Patricia wanted to protest—she was being surgical here, she had trained a decade for this—but there was no point. She should be glad she was having this conversation with Kawashima instead of Ernesto.

“You, of all people, should understand the need for great care,” Kawashima said, because of course he was going to bring that incident up. It would follow her around for the rest of her life. No matter how much she did to atone.

“Okay,” Patricia said. “I’ll be more careful.” She left it vague on purpose.

“Good enough,” Kawashima said. “Now if you’ll excuse me, I have an early-morning brunch date with five Abercrombie models tomorrow.” He saluted and got into his Lexus, which glided down the hill toward Dolores Park. Patricia watched it shrink into the night and marveled at the internal contradiction of telling someone that the most powerful magicians in town are watching her every move, but she shouldn’t get a swelled head. But she was too exhausted to dwell on that, and all of the day’s minor miracles were catching up with her at once. She slipped inside the apartment, where her roommates had fallen asleep watching TV again. She tucked them in.





17

LAURENCE FIRST MET his girlfriend, Serafina, at a robot fashion show, with robots modeling human clothing and human models wearing robot fashions, like mechanical lingerie. The event happened at a garagey artspace somewhere south of South of Market, with a gunmetal trough full of artisanal vodka. Laurence had come this close to mistaking Serafina for one of the models—her cheekbones and oval face, her lustrous skin and shiny red/black hair were that amazing—but he’d realized just in time that she was one of the robot makers instead. Serafina’s “model” was a steel sylph, with ball-and-socket joints that let it strike a pose, pivot, talk with its delicate hands. Laurence had helped to build battle bots in college, but never artificial supermodels, and he’d managed to say something witty enough about the difference between the two that Serafina had friended him on MeeYu.

They met for coffee a few days after that, and the coffee date morphed into a dinner date, and the third time they hung out it was tacitly a sleepover; Serafina had a toothbrush and condoms in a pouch of her vinyl shoulder bag, which was Twiki from Buck Rogers. Pro tip: Do not think of “beedi beedi beedi” while you’re having sex for the first time with the most beautiful woman alive, or you will have some explaining to do (even if your motion, rocking the bed frame, does have a sort of “beedi beedi” rhythm).

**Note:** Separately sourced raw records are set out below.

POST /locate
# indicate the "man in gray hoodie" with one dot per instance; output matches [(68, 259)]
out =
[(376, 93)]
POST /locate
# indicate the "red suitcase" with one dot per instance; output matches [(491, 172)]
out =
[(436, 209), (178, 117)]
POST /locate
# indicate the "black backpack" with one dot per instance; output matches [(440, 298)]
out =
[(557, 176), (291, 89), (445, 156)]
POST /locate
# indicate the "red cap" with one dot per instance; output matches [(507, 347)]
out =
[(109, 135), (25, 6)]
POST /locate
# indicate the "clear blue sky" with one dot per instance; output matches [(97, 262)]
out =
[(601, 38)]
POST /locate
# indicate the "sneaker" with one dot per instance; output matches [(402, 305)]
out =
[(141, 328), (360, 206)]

After that, they hung out every other day, held hands on the street, skipped through traffic, whispered in each other’s ears in public, clung together skin to skin every moment in private, swapped gene prints, traded odd little gifts, and wondered how soon was too soon to say “I love you.”

Laurence had soon found that letting people know he was part of Milton Dirth’s Ten Percent Project was a superfast ticket to getting laid. Among the crowd who worshiped Milton, Laurence was a rock star. About f*cking time, really. And yet there was still no way he was in Serafina’s league. She was perfect. He was damaged goods. He never forgot this disparity for a second.

About a month after they started dating, Serafina took Laurence into her sanctum. She had to sign him in, and he had to surrender his ID to the man at the desk, who printed a badge with Laurence’s fresh photo on it. She led him down an elevator, along a sloping hallway, through two keypad-secured doors, and on into the lab. Inside, eyes watched Laurence from every wall and flat surface. Two of them belonged to bearded humans, who said “Yo,” and then looked back down at their workstations, but the rest all belonged to robots in various states of assembly. Serafina barely introduced Laurence to the two humans but took her time showing him the robots, who were animatronic cartoon characters or animals or a few mannequin heads. “This is Frank, he laughs a lot. Watch out for Barbara, she flirts but she’s got a mean streak.” The robots seemed to like Laurence, especially Donald the Cactus.